Professor George Kalogeris

For the first time in the University’s 101-year history, the College is offering a concentration in ancient classical literature. Students will be able to immerse themselves in the epics of Homer, Virgil and Dante. They will be charmed by Ovid and challenged by Aeschylus. They will sit on the shoulders of Tacitus and Suetonius in observing Imperial Rome at its apex.

For Professor George Kalogeris BS’78, the Classics program’s guiding force, it is the first time in a 20-year teaching and writing career that he can work full time with two things he loves most: ancient writers and the students who want to study them.

“When young people engage with these texts it helps them to develop an inner life, whether they know it or not,” says Kalogeris.

Raised in Winthrop with the smell of the oceans and the sounds of rebetika—a style of Greek folk music popular among 1930s day laborers—Kalogeris’ interest in words and language came from his mother, who understood and conversed in nearly every regional dialect of modern Greek.

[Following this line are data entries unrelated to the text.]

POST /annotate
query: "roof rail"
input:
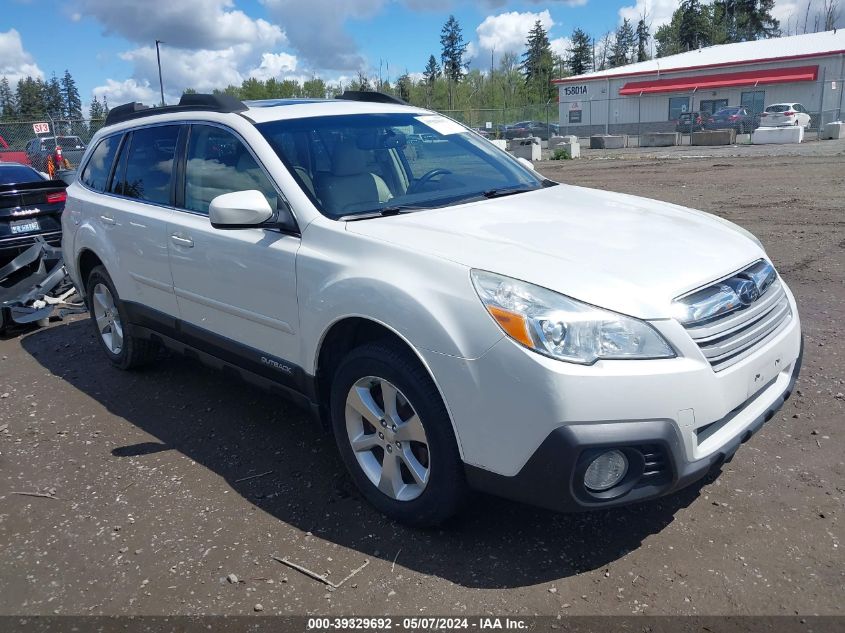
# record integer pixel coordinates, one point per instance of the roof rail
(371, 97)
(203, 102)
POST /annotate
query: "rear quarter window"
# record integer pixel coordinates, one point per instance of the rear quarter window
(97, 170)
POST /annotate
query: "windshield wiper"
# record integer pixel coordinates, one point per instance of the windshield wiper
(381, 213)
(498, 193)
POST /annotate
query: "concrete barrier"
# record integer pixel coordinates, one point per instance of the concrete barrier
(557, 140)
(832, 131)
(527, 148)
(713, 137)
(660, 139)
(777, 135)
(604, 141)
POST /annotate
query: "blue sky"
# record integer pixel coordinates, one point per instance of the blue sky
(109, 45)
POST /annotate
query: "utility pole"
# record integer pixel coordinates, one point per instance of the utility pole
(160, 82)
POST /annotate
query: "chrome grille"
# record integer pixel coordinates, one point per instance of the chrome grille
(727, 339)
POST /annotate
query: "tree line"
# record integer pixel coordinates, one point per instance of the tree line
(56, 98)
(448, 83)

As an undergraduate, Kalogeris took the Blue Line for four years to Suffolk University where he studied literature and psychology. His undergraduate thesis was on Jim Morrison’s allusions to Sophocles in The Doors’ tune, “The End.”

After a brief stint as a psychologist, Kalogeris entered the University Professors Program at Boston University where he earned master’s and doctoral degrees in Comparative Literature. He recently released a collection of his translation of Albert Camus’ diary notebooks, Carnets (Pressed Wafer Publishing, 2006) and had his translation of a C.P. Cavafy poem read before a commencement audience at Oxford University.

Kalogeris believes the most valuable lesson he has learned as a Suffolk professor is the importance of students. “It’s about people seeing things for the first time,” he says. He fosters this awareness in students, from giving out his home phone number and taking calls night and day to spending countless hours hosting informal poetry discussions. “I kind of hate English and classical literature,” said a student at a discussion on Sappho, “but I like Kalogeris and I could never miss this seminar.”